Deciphering the dynamic regulation of phosphoinositide 3‐kinases downstream of G‐protein coupled receptors and receptor tyrosine kinases (1008.1)

>Class I phosphoinositide 3 kinases (PI3K) are activated downstream of G protein coupled receptors (GPCRs) and receptor tyrosine kinases (RTKs), mediating a number of physiological, and pathophysiological processes including inflammation, and tumour growth. We have determined the molecular basis for the activation of PI3Ks downstream of GPCRs and RTKs by applying a synthesis of hydrogen deuterium exchange mass spectrometry (HDX‐MS), X‐ray crystallography and biochemical/cellular assays. HDX‐MS provides information on the conformation and solvent accessibility of protein amide hydrogens, and has allowed us to interrogate the structural dynamics of these protein complexes on a membrane surface.

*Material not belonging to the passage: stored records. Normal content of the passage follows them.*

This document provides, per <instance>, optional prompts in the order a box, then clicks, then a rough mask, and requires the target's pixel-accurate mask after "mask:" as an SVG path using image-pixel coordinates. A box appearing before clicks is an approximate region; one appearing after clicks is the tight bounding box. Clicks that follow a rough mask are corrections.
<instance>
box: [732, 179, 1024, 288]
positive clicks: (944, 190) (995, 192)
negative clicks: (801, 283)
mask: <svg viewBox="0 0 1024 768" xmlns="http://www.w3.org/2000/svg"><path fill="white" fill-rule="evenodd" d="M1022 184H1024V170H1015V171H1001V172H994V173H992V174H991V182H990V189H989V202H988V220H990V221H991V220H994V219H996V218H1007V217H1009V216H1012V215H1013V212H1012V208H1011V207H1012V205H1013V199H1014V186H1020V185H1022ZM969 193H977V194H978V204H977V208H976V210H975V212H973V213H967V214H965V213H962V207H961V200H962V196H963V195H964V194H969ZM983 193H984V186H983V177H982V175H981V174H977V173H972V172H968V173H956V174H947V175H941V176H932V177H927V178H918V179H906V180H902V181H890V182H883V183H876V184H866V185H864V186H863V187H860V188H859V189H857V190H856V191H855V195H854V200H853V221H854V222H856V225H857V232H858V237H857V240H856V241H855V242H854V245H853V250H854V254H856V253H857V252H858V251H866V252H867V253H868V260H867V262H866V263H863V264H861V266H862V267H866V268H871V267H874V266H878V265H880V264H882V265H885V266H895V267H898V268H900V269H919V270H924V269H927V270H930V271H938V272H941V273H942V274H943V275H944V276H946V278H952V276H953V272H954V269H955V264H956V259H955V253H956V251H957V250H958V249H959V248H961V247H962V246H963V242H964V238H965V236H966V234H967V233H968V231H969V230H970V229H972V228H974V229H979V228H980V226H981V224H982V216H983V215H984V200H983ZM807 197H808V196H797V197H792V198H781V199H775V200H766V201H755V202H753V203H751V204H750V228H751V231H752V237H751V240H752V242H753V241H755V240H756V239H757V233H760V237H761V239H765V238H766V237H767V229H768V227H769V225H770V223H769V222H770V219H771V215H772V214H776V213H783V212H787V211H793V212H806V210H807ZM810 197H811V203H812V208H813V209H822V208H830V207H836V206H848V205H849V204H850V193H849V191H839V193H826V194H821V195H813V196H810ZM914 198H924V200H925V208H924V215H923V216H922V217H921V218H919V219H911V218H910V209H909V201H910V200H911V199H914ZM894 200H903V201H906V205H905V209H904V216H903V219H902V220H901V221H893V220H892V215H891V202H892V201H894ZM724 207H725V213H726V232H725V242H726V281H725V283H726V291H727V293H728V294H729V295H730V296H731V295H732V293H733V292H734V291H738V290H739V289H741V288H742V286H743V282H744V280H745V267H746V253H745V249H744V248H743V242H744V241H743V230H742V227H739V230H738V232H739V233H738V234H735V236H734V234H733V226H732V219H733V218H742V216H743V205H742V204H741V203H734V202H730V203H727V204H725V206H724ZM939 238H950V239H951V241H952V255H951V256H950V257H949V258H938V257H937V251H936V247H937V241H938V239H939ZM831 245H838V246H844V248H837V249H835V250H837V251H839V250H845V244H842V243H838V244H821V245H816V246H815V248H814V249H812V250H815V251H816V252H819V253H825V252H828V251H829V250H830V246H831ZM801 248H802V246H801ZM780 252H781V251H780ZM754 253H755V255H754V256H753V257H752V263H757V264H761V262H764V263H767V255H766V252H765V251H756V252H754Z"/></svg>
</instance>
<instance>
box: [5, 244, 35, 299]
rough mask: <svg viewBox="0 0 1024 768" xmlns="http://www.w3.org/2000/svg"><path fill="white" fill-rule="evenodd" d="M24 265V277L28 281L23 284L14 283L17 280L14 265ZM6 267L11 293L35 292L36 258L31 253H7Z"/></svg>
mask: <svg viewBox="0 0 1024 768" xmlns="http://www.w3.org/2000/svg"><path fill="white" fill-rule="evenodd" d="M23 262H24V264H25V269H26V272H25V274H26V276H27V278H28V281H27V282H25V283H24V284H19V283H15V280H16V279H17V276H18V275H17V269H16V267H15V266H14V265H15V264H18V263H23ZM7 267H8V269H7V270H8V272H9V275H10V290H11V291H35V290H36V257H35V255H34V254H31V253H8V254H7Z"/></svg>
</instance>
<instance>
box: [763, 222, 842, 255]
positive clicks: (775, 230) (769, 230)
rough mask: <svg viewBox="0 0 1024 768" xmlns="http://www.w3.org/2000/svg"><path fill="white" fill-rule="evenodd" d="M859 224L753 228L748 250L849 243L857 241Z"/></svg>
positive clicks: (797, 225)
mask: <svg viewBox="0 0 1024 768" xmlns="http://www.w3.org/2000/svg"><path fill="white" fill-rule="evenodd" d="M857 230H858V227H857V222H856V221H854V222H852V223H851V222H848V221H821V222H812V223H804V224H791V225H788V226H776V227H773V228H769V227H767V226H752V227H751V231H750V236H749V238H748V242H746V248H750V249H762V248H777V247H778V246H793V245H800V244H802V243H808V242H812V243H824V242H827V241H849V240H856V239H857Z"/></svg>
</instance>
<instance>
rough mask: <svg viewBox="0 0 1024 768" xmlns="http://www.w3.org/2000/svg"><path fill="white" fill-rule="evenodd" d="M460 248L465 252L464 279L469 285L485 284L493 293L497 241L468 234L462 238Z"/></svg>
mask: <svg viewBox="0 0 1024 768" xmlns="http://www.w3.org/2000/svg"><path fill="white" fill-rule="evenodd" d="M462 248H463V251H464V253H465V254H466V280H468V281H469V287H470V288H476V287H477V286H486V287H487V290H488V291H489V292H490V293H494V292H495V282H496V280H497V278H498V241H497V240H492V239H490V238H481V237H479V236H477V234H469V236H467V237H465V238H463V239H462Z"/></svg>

The class I PI3Ks are composed of four different catalytic isoforms (p110α, p110β, p110δ, and p110γ), and only the p110β and p110γ isoforms can be activated directly by Gβγ subunits derived from GPCRs. However, this interaction only occurs on a membrane surface. By biochemically reconstituting PI3K with Gβγ on a membrane surface and carrying out HDX‐MS experiments we were able to determine the molecular interface of both p110β and p110γ with Gβγ subunits. Intriguingly we find that membrane binding causes conformational changes at the Gβγ interface, revealing a key dynamic role for membrane binding in priming activation downstream of GPCRs. Mutations that disrupted the Gβγ interface prevented oncogenic transformation, revealing a key role of GPCR signalling in mediating oncogenic transformation through PI3Ks.